I little while ago, I wrote about coming up with the idea for a series of books in the horror genre aimed at kids. What I came up with at that time was a title for the series – Skeleton Cove Horror – and the title for the first book – The Demon of Devilgate Drive.
All well and good, but now that book is out in the world, I need to think about the next one. Now, normally, I don’t consider the cover image until I’m at least half-way through writing the book, since I’m more likely to come up with something inspirational if I actually know what the story is about.
This time, however, I started thinking about the title in conjunction with finding an image, so the two things were swirling around in my head at the same time. I knew I wanted the background image (the town of Skeleton Cove) to be the same as that of the first book, as that would help to give the series a bit of branding, so bearing this in mind, I began exploring possible titles.
My initial thoughts were along the lines of a murderous butcher (The Butcher of Bakersfield? Sorry, Running Man), a cutthroat haridresser (The Demon Barber of Fleet Street? No, someone already grabbed that one), or a pirate. Going with the latter option, I played around with that old nugget: The Something of Something Thing.
The Treasure of Something Thing
The Curse of Something Thing
The Ghost of Something Thing
I then resorted to looking up the names of actual pirates. Now, if you’ve ever done this you’ll know there are millions of them – since the dawn of time men (and occasionally women) have been plundering and ripping it up in an ‘Arrgh Jim-lad’ sort of way all over the world. And strangely enough, most of them have pretty ordinary, boring names, like, William Walker and James Ford. However, there are others who sound more interesting:
Scandinavian lady pirate Awilda
William (Captain) Kidd
Sadie Farrell (Sadie The Goat)
Edward Teach (Blackbeard)
But it was the wonderfully named English pirate John Rackham (named Calico Jack after his penchant for wearing calico) who really caught my eye. Said to be the originator of the Jolly Roger, Rackham was also known for having two female crew members, including the infamous Anne Bonny.

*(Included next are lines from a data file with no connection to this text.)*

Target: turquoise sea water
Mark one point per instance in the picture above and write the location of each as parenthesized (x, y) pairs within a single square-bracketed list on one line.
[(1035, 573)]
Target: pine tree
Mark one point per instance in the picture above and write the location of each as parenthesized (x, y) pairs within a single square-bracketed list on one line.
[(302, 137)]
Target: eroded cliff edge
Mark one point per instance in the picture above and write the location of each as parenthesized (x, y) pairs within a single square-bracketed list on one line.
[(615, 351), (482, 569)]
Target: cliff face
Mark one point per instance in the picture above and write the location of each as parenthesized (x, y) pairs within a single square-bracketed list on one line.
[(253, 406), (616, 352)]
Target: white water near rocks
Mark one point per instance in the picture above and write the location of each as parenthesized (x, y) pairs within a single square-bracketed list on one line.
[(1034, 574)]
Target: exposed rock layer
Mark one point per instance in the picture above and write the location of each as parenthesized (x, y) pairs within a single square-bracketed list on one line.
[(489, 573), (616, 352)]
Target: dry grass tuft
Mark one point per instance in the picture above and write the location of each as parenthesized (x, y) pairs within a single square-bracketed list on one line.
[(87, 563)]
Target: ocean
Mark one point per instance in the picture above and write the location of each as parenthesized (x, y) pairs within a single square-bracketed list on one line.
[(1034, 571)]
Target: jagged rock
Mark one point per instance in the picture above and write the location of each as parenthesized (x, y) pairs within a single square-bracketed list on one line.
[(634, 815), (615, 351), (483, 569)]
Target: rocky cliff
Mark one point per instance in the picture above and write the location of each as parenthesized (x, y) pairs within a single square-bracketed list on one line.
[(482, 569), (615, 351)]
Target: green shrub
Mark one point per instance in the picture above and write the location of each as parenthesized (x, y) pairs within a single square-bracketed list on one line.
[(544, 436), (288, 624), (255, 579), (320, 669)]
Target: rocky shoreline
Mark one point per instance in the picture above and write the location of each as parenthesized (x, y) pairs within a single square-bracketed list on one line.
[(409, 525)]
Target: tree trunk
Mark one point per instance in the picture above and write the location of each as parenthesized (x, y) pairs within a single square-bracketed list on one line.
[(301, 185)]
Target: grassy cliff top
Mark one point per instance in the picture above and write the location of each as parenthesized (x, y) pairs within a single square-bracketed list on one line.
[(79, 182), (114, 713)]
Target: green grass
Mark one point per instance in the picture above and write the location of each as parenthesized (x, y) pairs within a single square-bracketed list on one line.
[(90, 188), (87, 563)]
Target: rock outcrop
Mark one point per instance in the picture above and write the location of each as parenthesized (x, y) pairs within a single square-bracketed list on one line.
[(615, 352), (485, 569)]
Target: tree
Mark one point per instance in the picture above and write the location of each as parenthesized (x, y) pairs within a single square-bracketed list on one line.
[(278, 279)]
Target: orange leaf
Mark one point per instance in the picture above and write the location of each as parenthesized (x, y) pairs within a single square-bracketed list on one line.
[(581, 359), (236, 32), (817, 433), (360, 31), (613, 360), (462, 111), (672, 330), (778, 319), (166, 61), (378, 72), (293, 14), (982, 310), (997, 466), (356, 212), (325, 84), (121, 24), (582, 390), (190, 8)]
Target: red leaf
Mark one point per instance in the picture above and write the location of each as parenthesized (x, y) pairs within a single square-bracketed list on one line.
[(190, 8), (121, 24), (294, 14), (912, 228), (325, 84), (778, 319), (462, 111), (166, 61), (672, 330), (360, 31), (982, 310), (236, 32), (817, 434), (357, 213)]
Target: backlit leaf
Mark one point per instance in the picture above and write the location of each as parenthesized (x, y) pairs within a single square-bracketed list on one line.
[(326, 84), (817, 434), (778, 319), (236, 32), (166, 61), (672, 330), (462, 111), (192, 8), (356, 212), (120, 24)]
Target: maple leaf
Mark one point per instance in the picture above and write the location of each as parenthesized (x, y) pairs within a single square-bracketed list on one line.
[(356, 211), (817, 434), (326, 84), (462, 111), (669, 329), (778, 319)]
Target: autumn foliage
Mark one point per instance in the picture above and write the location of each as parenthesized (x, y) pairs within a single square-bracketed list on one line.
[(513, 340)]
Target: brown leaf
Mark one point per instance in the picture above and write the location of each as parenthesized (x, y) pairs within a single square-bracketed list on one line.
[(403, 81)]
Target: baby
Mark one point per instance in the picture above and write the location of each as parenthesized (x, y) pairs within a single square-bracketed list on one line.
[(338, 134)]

Although Calico Jack’s life and exploits are fascinating, there’s no obvious link to explore in terms of horror (vengeful murder, ghostly curses, haunted treasure), leaving me no option but to do what most other writers do – make something up.
So now I’ve got the title: The Curse of Calico Jack, I needed an image to go with it and turned to my favourite stock photo provider: Dreamstime. Naturally, there were lots of pics of pirates (or blokes dressed as pirates), but one in particular stood out. With a little bit of Photoshopping, I turned a stock photo into what I was looking for and hey presto!
Now all I have to do is write the book.